We published this argument previously, and explained it in a blog post which I prefer.
https://feinmantheother.com/2011/08/21/intention-to-treat-what-it-is-and-why-you-should-care/
There are really four populations. (1) those invited who screened; (2) those invited who did not screen; (3) those not invited who screened anyway; (4) those not invited who did not screen. Population (3) is really the fly in the ointment. Then there are the sub-populations of (1) and (3) who detected illness (1/3 A) and those that screened that did not detect illness (1/3 B). It would be interesting to know false positives and false negatives in these two groups and associated outcomes, including adverse side effects. Why? You might discover, for example, that sending an invitation has no impact on screening rates, or maybe it does. You might also find that screening is ineffective in accurately diagnosing disease and that the side effects resulting from false positives overwhelms the advantage of finding the disease early, or the opposite. If you were actually trying to figure out what policy to adopt would this information be valuable? I think it would. Why invite people to an ineffective screening? Why invite people to a screening that is more likely to cause harm than to advance health? Of course, once you start the study you probably have little ability to modify it on the fly without injecting bias. So it is best practice to really think things through before you start and to challenge your assumptions. Maybe screening is ineffective. Maybe screening is effective. I suspect that the study designers started from the assumption that screening is effective. But that assumption may not be true. Whatever the truth was, it would impact the results of this study.

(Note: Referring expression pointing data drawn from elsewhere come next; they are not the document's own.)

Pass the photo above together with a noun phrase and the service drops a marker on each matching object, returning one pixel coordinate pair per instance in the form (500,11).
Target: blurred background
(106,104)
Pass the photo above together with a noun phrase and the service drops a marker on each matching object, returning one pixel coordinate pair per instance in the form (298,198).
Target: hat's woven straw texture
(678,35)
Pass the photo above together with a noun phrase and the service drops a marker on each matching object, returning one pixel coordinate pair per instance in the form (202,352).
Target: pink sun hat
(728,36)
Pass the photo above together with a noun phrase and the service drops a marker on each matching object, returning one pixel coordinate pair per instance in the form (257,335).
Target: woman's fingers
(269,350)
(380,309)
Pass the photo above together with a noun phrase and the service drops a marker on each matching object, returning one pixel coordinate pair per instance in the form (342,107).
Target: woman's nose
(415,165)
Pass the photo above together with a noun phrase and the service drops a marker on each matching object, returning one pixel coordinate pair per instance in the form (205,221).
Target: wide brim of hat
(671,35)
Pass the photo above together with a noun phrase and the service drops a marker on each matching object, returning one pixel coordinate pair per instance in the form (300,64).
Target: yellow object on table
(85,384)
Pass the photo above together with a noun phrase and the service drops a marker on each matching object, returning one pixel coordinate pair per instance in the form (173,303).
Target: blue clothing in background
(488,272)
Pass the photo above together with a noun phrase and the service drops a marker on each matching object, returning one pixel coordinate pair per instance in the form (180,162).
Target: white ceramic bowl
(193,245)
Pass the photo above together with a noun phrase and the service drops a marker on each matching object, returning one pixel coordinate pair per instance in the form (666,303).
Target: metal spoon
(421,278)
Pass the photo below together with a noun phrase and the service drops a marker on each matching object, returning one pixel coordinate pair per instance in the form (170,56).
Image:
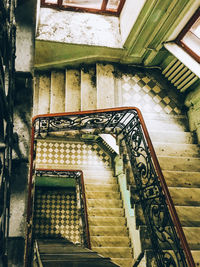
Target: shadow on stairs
(60,252)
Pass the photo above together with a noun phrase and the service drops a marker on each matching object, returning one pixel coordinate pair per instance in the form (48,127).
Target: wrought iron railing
(168,241)
(7,73)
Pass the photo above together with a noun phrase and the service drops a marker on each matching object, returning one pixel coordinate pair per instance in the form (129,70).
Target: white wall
(79,28)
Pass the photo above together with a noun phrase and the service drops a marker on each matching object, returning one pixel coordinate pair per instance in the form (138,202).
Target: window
(189,38)
(112,7)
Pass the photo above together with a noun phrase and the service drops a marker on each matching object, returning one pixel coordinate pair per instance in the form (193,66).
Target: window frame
(102,10)
(183,33)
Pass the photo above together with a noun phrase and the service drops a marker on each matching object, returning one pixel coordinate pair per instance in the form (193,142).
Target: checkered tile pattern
(56,215)
(140,91)
(70,154)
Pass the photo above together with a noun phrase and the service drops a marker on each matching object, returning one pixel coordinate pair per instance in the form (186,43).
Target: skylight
(112,7)
(189,38)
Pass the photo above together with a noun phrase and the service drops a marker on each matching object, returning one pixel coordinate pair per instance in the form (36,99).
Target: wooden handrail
(169,200)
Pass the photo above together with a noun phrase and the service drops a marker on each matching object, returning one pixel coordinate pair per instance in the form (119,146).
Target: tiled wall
(142,91)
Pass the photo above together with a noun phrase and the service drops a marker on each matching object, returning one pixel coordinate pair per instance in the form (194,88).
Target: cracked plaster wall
(79,28)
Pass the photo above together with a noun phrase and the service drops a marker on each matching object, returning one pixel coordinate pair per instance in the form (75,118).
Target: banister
(89,114)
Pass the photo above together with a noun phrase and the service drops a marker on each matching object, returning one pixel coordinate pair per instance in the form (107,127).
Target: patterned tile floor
(140,91)
(53,153)
(56,215)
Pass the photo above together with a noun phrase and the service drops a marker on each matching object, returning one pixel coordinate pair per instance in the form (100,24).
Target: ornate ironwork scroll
(128,125)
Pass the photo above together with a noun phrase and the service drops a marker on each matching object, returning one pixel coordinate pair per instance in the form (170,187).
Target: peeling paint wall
(79,28)
(25,35)
(20,162)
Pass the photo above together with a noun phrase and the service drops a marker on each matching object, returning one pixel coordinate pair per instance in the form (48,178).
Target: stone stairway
(109,234)
(107,223)
(62,253)
(95,87)
(74,90)
(179,158)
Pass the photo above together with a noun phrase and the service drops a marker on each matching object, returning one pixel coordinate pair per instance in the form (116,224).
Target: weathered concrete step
(104,203)
(108,230)
(100,180)
(171,137)
(103,195)
(164,117)
(125,262)
(166,125)
(106,221)
(196,257)
(192,235)
(179,163)
(115,212)
(109,241)
(185,196)
(102,187)
(179,150)
(188,215)
(182,178)
(93,174)
(114,252)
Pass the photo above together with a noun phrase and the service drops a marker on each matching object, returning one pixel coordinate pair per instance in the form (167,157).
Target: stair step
(125,262)
(185,196)
(109,241)
(108,230)
(102,187)
(106,221)
(179,163)
(192,235)
(179,124)
(188,215)
(102,195)
(104,203)
(115,212)
(114,252)
(179,150)
(182,178)
(102,174)
(171,137)
(196,257)
(100,180)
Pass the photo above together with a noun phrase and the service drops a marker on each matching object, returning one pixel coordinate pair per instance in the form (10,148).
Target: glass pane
(96,4)
(51,1)
(113,5)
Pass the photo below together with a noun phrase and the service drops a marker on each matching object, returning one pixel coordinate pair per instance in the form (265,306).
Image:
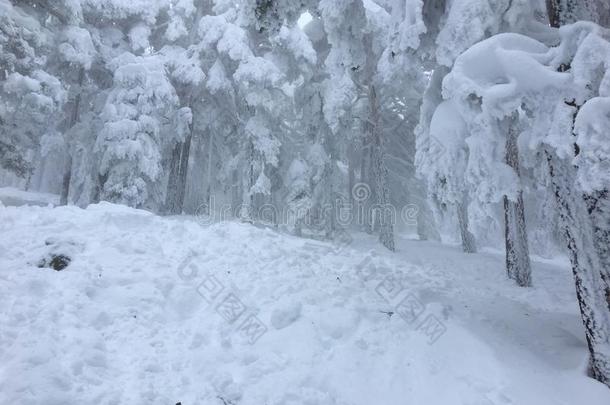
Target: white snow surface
(124,323)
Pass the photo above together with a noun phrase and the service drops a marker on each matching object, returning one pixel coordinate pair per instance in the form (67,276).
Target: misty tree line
(491,116)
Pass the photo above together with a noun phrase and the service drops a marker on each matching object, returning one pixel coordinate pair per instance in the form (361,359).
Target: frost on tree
(138,109)
(526,88)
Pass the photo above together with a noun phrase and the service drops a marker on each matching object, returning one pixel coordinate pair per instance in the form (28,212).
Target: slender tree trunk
(67,178)
(515,233)
(351,174)
(209,176)
(585,226)
(176,183)
(385,213)
(468,240)
(578,231)
(598,207)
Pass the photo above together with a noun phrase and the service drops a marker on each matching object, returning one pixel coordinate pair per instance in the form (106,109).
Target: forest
(479,124)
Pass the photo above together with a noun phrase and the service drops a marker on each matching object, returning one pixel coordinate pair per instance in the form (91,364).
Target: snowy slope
(133,320)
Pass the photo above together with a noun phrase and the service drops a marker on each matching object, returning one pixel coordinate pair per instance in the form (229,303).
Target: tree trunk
(518,265)
(384,213)
(468,240)
(178,170)
(209,176)
(590,293)
(67,178)
(598,208)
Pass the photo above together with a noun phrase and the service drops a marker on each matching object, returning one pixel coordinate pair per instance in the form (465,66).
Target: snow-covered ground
(138,317)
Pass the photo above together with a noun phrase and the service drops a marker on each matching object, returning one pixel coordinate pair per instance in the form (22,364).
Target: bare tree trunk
(384,213)
(468,240)
(176,183)
(598,207)
(208,191)
(518,265)
(590,293)
(67,178)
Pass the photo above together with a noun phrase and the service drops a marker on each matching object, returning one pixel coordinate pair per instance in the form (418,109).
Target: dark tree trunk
(598,207)
(585,226)
(176,184)
(67,178)
(592,300)
(515,233)
(468,240)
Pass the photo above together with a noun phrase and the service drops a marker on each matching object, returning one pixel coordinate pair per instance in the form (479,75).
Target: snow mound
(164,310)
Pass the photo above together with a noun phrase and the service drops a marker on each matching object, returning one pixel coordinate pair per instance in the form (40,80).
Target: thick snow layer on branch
(133,319)
(503,71)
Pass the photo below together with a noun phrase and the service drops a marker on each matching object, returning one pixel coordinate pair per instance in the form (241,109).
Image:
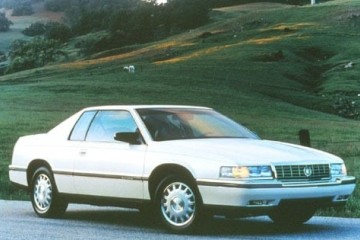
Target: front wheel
(178,204)
(44,196)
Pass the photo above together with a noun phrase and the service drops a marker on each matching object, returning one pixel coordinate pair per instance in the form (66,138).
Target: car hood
(243,151)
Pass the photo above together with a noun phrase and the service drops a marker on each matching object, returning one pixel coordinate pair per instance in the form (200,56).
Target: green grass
(237,75)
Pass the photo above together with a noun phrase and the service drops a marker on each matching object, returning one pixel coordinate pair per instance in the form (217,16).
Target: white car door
(106,167)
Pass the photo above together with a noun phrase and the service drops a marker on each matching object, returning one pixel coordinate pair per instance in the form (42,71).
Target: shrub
(23,8)
(4,23)
(36,53)
(35,29)
(57,31)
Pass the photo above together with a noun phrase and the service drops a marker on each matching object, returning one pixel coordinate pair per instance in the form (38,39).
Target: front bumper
(271,194)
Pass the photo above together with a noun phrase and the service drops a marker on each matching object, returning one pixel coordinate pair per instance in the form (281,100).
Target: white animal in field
(349,65)
(130,68)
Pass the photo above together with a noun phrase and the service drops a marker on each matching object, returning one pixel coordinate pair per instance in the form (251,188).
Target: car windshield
(172,124)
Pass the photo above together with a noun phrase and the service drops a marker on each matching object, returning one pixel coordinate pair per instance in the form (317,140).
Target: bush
(57,31)
(36,53)
(35,29)
(4,23)
(51,30)
(24,8)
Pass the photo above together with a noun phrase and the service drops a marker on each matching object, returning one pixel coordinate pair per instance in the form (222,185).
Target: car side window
(107,123)
(82,125)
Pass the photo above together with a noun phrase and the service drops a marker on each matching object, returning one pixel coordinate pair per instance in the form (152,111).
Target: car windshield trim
(165,124)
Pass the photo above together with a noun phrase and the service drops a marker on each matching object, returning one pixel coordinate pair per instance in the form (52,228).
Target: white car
(179,163)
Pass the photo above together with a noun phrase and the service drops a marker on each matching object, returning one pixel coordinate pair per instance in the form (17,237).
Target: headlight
(246,172)
(338,169)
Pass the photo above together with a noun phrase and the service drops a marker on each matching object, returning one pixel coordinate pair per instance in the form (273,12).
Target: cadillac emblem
(307,171)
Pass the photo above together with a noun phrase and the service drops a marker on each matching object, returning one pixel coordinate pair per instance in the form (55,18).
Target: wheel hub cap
(178,204)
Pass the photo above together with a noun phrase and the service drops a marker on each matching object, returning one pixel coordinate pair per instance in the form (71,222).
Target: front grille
(308,172)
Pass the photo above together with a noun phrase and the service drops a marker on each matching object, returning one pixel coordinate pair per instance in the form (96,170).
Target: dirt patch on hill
(253,7)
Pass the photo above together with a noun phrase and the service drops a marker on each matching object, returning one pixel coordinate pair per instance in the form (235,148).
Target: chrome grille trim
(301,172)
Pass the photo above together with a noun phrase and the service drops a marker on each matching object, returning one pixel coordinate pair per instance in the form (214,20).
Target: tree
(23,8)
(31,54)
(4,23)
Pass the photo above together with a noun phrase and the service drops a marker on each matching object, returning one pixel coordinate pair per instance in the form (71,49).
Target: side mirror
(129,137)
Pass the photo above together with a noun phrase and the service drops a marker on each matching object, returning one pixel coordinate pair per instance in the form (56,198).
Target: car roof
(134,107)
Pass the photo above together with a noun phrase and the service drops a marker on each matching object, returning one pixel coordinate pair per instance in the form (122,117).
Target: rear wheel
(178,204)
(292,215)
(44,196)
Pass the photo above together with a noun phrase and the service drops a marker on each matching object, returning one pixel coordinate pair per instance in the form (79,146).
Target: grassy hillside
(273,67)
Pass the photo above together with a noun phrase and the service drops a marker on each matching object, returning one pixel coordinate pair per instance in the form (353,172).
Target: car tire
(178,204)
(292,215)
(44,196)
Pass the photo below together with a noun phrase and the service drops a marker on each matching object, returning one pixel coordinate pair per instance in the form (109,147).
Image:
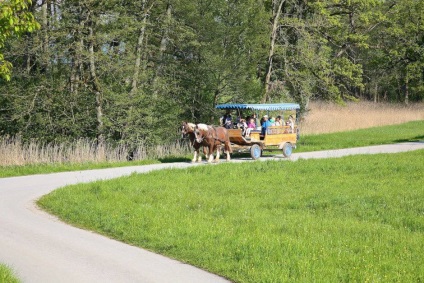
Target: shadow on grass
(415,139)
(174,159)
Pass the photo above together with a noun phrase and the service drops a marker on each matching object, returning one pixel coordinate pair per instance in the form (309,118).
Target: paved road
(42,249)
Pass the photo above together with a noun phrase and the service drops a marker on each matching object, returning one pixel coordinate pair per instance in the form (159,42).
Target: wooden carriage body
(276,137)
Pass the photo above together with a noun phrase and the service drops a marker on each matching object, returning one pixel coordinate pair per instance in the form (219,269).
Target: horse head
(187,128)
(201,132)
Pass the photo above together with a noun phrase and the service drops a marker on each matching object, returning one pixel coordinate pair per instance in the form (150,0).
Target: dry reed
(15,152)
(328,117)
(321,118)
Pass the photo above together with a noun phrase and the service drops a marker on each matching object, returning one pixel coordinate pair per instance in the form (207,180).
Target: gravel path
(41,248)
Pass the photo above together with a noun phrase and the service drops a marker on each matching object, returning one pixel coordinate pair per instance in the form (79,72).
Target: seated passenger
(278,121)
(290,123)
(265,124)
(243,126)
(228,123)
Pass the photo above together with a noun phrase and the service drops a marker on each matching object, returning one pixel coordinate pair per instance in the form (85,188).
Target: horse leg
(205,152)
(218,151)
(210,154)
(227,150)
(195,156)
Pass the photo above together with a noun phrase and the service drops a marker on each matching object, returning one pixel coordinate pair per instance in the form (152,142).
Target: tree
(15,20)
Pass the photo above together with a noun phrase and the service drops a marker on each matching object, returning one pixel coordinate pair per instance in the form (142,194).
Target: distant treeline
(130,71)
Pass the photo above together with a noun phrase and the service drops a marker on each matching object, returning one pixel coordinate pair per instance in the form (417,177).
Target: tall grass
(329,117)
(351,219)
(14,152)
(322,118)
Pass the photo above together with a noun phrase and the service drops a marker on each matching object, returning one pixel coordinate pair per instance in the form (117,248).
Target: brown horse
(214,138)
(188,129)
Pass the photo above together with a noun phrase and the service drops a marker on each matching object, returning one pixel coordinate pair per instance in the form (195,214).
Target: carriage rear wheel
(255,151)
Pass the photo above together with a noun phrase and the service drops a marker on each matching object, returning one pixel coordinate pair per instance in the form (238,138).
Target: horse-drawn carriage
(214,139)
(283,137)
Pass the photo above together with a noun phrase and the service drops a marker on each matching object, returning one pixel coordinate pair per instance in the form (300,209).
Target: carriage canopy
(265,107)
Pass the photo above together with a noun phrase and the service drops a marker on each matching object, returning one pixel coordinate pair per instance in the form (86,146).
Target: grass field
(7,275)
(410,131)
(351,219)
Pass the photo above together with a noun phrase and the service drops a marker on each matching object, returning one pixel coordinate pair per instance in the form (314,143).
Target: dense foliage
(130,71)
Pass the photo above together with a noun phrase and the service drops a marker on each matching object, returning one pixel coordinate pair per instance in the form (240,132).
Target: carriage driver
(265,124)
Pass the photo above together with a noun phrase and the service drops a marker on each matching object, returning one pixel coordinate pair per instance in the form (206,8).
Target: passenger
(278,121)
(290,123)
(257,122)
(243,126)
(250,126)
(266,123)
(228,122)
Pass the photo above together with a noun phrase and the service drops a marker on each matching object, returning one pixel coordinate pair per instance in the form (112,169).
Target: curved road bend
(41,248)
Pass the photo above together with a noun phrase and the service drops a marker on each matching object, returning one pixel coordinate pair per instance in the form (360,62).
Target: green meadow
(411,131)
(351,219)
(7,275)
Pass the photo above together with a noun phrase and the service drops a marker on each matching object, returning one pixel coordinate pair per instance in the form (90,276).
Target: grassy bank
(411,131)
(7,275)
(351,219)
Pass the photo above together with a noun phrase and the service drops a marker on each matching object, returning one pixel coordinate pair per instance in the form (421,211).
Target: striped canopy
(266,107)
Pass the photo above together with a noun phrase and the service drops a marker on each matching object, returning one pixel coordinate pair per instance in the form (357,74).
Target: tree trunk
(276,16)
(406,91)
(96,86)
(45,27)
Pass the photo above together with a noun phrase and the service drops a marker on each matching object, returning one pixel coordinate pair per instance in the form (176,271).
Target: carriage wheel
(255,151)
(287,149)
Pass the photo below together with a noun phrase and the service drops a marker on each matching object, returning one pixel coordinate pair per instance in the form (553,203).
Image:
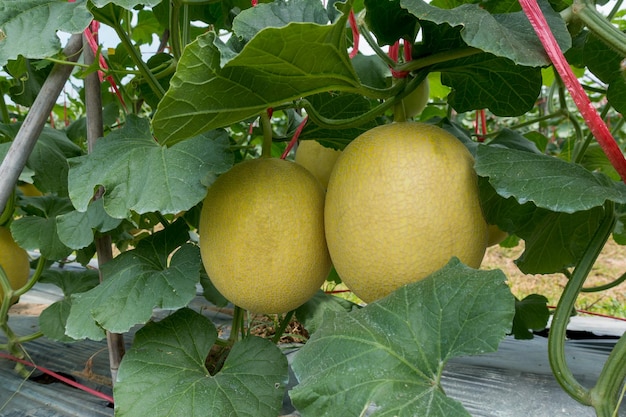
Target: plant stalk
(266,125)
(145,71)
(95,130)
(558,328)
(600,26)
(36,118)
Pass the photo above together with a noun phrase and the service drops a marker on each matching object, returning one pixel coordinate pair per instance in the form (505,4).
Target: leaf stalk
(600,26)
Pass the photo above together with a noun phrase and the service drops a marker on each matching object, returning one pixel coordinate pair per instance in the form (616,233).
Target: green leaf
(339,106)
(38,230)
(506,35)
(140,175)
(601,60)
(19,17)
(555,241)
(546,181)
(390,22)
(388,358)
(28,80)
(311,313)
(474,79)
(214,87)
(126,4)
(277,14)
(48,160)
(531,313)
(76,228)
(164,373)
(137,281)
(53,319)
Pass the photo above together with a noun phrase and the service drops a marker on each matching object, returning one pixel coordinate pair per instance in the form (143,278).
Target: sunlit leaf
(140,175)
(506,35)
(214,86)
(19,17)
(137,281)
(546,181)
(387,358)
(164,373)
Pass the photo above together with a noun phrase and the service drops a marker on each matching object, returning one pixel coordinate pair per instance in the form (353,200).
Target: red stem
(91,34)
(59,377)
(589,113)
(295,137)
(355,34)
(394,51)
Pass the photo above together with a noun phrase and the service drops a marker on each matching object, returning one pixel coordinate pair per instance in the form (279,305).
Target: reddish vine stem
(59,377)
(355,34)
(295,137)
(589,113)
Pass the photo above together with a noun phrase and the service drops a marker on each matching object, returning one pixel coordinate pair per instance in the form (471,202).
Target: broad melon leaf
(53,319)
(339,106)
(506,35)
(474,79)
(387,358)
(214,87)
(19,17)
(126,4)
(546,181)
(164,373)
(390,22)
(311,314)
(278,14)
(38,229)
(137,281)
(76,228)
(553,240)
(140,175)
(48,160)
(531,313)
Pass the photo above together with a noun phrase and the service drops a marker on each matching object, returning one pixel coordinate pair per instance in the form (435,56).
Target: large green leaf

A simple way of seeing the problem: viewing from the top, we have an RCT. Embedded inside the ‘assigned to colonoscopy arm’ is the equivalent of a classical observational study. We know that observational studies show that colonoscopies appear to have a benefit, but the point of this study is to learn whether an RCT will show a benefit. So, for the people who claim a benefit by comparing the two groups inside the ‘assigned to colonoscopy arm’, they are making the argument that observational studies prove causality and that RCTs are not necessary. They may not realize they are doing this.
I think that you must remain true to intention to treat. Period. Until you publish the results that is.
And then release all the raw data and let us look at perfect world as treated just to see. Because you know. We want to know.
My comment tried to explain this more simply: as you say, release all the data. If you don't have all the data -- e.g., you suspect some people spit out the pill -- you have no choice. You do what we always did, report the data you have.
English language is part of it. Re-reading an old Blog post, I see that I had considered intention to treat : https://feinmantheother.com/2011/09/05/portion-control-low-carb-diets-and-the-language-of-food/
This is a complicated topic that you presented very well. Congratulations!